Les forces afghanes, notamment déployées à Hérat (image), se sont montrées jusqu'ici peu combattives face aux talibans (Archives). © KEYSTONE/EPA/JALIL REZAYEE
Les forces afghanes, notamment déployées à Hérat (image), se sont montrées jusqu'ici peu combattives face aux talibans (Archives). © KEYSTONE/EPA/JALIL REZAYEE


Publié le 01.08.2021


Cadavres dans les rues, pluie de bombes, coupures d'électricité, habitants en fuite ou chassés de chez eux par les insurgés. Les combats entre talibans et forces afghanes, jusqu'ici limités aux zones rurales, ont gagné trois grandes villes d'Afghanistan.

A Lashkar Gah, capitale de la province méridionale du Helmand, talibans et forces afghanes s'affrontent "rue par rue", a raconté par téléphone à l'AFP Badshah Khan, un habitant. "Chaque minute, l'aviation bombarde la ville.

Chaque centimètre de la ville a été bombardé", poursuit-il, "il y a des cadavres dans les rues.
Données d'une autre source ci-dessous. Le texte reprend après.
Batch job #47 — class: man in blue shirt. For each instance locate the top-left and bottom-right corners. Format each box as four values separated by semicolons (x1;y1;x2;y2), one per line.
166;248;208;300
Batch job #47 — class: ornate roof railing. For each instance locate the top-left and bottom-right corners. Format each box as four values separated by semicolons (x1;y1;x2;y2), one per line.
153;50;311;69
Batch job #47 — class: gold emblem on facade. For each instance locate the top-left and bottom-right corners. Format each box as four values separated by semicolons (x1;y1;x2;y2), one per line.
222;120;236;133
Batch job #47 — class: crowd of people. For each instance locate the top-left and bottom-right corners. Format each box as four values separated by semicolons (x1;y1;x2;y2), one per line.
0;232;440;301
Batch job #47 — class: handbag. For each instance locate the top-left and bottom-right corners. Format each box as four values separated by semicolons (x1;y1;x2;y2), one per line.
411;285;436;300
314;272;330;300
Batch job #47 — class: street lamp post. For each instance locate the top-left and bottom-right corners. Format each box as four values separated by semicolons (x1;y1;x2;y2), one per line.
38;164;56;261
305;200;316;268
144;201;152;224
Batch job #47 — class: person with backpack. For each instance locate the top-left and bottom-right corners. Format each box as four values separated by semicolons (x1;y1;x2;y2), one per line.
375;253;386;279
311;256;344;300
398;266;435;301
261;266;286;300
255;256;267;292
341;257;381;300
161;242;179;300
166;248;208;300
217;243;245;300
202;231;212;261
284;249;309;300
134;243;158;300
Il y a des cadavres sur la place centrale", a-t-il ajouté. "Ceux qui ont pu ont fui la ville. De nombreuses familles campent désormais, à la belle étoile, sur les rives de la rivière Helmand", à la sortie de la ville de 200'000 habitants.

Hazrat Omar Shirzad, autre habitant de Lashkar Gah, est furieux, après avoir été chassé de chez lui par les talibans afin qu'ils puissent s'y protéger des frappes de l'aviation afghane: "c'était le jour le plus triste de ma vie". "L'Emirat islamique (les talibans, ndlr) met le feu à la Terre et la République (les autorités afghanes) enflamment le ciel. Tout le monde se fiche de la nation", a lancé M. Shirzad, joint par l'AFP.

Avenir incertain

Dimanche en fin de journée, le gouvernement affirmait contrôler toujours Lashkar Gah, grâce à des frappes aériennes sans relâche, mais l'avenir de la ville semblait bien incertain.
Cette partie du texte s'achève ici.